Софи
Я резко дёрнулась, жадно глотая воздух, и первое, что осознала — боль ушла. Нет, не ушла, а будто растворилась в жаре, который обволакивал меня со всех сторон. Слишком жарком, слишком сильном — и всё же таком родном.
Я жива?
Глаза открылись с трудом, будто веки налились свинцом. Мир плыл, расплывался, но я сразу увидела его. Зефирос. Он держал меня так, словно в следующий миг я могла рассыпаться прахом. Его пальцы дрожали, сильные руки сжимали меня слишком крепко, грудь поднималась в лихорадочном дыхании.
— Софи, — голос его сорвался, и от этого у меня сердце ухнуло вниз. Никогда прежде он не звучал таким… слабым? Сломленным? — Никогда больше так не делай. Никогда.
Я попыталась что-то ответить, но вышел только сип. А он будто боялся оставить хоть кусочек кожи без внимания — губы касались моего лба, щёк, кончика носа, даже костяшек и кончиков пальцев. Он словно проверял: теплая ли я, действительно ли жива.
— Я… я должна была умереть, — выдавила я, и голос дрогнул. Потому что я, между прочим, гордилась своей героической смертью!

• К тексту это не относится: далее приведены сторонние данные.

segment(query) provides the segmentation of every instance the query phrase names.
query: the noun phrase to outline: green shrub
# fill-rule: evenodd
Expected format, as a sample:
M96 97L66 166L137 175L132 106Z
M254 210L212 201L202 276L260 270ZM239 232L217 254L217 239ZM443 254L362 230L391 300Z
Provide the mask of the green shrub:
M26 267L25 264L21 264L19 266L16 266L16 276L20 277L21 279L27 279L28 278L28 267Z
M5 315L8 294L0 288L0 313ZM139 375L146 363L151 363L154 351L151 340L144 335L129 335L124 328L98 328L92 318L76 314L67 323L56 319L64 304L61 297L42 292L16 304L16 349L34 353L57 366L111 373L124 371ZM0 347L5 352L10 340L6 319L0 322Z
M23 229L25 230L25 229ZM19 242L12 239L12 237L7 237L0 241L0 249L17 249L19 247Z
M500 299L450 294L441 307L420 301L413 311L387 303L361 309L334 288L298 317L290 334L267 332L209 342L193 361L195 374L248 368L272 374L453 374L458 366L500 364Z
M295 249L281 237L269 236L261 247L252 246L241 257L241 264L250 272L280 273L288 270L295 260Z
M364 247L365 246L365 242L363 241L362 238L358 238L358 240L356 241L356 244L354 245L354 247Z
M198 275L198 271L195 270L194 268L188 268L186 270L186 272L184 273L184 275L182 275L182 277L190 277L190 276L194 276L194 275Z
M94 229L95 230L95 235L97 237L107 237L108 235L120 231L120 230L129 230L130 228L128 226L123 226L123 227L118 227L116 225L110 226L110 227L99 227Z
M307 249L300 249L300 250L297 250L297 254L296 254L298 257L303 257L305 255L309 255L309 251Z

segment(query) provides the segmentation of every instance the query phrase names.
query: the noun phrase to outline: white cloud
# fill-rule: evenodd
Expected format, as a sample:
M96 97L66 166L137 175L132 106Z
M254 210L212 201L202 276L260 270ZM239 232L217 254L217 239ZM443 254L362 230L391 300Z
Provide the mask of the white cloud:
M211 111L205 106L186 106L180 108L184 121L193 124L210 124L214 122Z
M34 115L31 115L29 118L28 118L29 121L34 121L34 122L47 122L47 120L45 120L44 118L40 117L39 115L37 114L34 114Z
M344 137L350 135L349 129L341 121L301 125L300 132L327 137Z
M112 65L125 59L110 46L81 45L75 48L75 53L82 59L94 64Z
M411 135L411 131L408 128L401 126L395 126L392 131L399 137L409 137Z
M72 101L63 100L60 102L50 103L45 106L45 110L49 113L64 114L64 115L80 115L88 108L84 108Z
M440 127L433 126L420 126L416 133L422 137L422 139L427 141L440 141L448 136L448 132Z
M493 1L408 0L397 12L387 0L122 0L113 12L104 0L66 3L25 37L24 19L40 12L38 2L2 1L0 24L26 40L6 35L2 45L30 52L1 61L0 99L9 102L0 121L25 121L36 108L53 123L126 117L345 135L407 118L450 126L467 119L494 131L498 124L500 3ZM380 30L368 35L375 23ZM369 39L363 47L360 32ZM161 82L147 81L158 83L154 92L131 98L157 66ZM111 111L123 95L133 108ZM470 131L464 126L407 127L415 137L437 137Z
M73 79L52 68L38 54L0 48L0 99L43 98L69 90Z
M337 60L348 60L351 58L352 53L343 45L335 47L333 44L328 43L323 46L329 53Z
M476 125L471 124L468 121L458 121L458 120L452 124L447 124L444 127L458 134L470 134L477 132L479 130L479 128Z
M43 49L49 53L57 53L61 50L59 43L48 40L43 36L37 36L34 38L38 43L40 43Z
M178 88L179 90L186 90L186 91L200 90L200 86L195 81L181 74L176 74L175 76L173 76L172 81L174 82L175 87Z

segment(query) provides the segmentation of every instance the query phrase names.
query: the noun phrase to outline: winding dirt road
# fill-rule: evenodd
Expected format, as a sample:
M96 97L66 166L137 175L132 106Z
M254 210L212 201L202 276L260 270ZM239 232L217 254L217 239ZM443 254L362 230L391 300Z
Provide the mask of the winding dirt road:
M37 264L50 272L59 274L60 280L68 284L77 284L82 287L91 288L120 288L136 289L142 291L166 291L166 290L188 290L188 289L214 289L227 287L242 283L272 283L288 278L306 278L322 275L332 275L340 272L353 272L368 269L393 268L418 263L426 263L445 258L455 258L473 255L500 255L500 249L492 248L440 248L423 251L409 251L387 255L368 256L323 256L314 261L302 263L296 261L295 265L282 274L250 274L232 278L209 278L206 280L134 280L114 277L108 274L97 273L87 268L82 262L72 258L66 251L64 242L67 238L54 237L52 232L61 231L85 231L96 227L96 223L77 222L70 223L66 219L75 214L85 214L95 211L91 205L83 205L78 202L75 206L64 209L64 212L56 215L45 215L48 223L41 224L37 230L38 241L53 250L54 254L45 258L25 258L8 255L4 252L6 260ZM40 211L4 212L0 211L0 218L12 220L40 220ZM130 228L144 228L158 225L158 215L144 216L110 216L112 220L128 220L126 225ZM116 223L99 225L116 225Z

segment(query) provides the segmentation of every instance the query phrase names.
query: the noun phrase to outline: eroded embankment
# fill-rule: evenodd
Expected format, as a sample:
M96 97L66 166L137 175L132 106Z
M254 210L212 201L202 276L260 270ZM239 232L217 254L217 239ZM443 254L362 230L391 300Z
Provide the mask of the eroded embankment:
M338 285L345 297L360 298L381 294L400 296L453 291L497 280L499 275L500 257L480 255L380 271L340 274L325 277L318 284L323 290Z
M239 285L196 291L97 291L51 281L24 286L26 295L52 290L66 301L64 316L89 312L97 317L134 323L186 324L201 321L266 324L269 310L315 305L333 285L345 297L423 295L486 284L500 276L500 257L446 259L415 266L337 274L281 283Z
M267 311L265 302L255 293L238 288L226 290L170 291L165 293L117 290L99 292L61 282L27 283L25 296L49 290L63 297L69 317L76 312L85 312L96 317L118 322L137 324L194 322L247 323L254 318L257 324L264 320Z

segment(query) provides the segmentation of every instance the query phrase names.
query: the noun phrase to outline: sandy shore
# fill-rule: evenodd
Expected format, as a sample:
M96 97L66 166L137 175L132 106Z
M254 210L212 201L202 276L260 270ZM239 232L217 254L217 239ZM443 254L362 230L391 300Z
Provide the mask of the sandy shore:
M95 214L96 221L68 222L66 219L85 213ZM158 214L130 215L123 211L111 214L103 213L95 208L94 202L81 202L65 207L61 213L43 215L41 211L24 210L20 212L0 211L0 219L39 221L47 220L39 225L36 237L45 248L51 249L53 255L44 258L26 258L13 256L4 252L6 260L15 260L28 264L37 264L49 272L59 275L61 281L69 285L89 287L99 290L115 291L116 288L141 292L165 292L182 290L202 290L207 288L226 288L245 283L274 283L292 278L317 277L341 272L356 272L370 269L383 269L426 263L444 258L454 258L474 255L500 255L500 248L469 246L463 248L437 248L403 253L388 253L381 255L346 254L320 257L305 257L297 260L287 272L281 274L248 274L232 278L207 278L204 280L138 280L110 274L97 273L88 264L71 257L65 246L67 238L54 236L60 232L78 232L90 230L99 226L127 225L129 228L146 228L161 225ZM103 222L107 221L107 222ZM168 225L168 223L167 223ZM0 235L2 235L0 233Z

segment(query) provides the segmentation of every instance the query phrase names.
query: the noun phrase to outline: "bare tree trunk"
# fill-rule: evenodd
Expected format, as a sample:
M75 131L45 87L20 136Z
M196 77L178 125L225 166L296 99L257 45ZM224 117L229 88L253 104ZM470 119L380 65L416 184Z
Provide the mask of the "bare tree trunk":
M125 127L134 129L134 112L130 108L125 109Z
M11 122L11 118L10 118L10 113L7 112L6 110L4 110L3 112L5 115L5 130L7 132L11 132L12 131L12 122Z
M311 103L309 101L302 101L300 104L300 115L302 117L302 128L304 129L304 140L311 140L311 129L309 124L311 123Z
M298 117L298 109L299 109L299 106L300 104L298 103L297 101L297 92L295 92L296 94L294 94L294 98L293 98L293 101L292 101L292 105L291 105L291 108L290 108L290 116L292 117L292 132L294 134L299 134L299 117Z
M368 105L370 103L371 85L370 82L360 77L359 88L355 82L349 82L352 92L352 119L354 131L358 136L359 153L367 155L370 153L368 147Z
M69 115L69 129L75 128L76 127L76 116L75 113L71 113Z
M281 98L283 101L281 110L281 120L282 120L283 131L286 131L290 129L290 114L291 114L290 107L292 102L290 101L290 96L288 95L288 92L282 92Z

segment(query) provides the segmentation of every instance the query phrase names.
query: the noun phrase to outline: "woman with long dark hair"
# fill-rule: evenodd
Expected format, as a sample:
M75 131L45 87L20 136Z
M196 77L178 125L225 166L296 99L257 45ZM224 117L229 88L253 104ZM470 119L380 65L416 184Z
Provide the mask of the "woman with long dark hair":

— Да, — он закрыл глаза, стиснул зубы так, что хрустнула челюсть. — И ты умерла. На миг.
Я замерла. Холод пробежал по позвоночнику. Хотелось его обнять и утешить, но тело плохо слушалось.
— Но… как?..
Его глаза встретились с моими. В них больше не было привычного спокойствия — там бушевало всё сразу: страх, гнев, облегчение, боль. И любовь. Жгучая, невыносимая.
— Ты моя истинная, Софи, — хрипло сказал он, и каждое слово будто врезалось в моё сердце. — Я отдал тебе часть своей жизни. И мои родные тоже. У демонов истинная одна — раз и навсегда. Для нас нет цены выше.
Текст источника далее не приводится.